Do you have a picture of your feeder?


----------



## that's*satyrical (Jan 14, 2013)

I don't yet have a pic. I have 2 side by side in the does' pen. One is the black plastic goat trough from Tractor Supply and the other is a homemade one of wood it is almost like a window box for flowers the front of it angles towards the goats though. Those are for the does and they are closer to the ground so the doelings can reach. The bucks have the same one from the Tractor Supply and it is up higher off the ground and they can just reach to eat out of it but they still get excited and jump up and put their feet in it so apparently moving it up won't help, and the younger does won't be able to reach it that if I move theirs up that way.


----------



## SassyKat6181 (Jan 14, 2013)

I feed mine with a bowl and pick it up as soon as they are done.  Makes it easy to clean and keeps feet out.

* edited to add - feed their grain in a bowl.


----------



## Pearce Pastures (Jan 15, 2013)

SassyKat6181 said:
			
		

> I feed mine with a bowl and pick it up as soon as they are done.  Makes it easy to clean and keeps feet out.


Hay in a bowl or feed?  That would have to be a really big bowl to fit all the hay a goat eats in a day, so I am guessing you mean feed  .


Oh, I thought we were talking hay feeder at first.  I have that black trough too and the goats don't stand on it---you maybe have some silly goats   .  But we had a leak problem when the wind would blow in the area we had the trough in and built a little roof thing over it to keep it dry---I bet mine don't stand on it because they would bonk their heads.  Maybe that would work for you...here is pic (not the greatest and pardon the tarp wall---we were trying to keep the barn cooler).


----------



## pdpo222 (Jan 15, 2013)

We had that problem with one dwarf doe.  So we nailed a board above it so she couldn't jump in it.  Left enough room so they could eat and lift their heads, but that was it.  She didn't like it, but at least it kept it clean.


----------



## that's*satyrical (Jan 15, 2013)

Ooohh I like the cover idea.
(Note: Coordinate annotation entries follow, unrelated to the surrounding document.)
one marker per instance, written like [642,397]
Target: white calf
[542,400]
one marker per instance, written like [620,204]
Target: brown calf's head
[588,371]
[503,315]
Why didn't I think of that?  Would also keep the feed from getting wet if it's pouring rain for 4 week straight like it just did......  Maybe we will give that a shot. Thanks!!!


----------



## pdpo222 (Jan 15, 2013)

Just make sure the cover is low enough so she still can't squeeze in.  The harder you make it the less she'll try it.  Since she only does it at feeding times and not sleeping in it at other times the cover should do the trick.  Good luck!


----------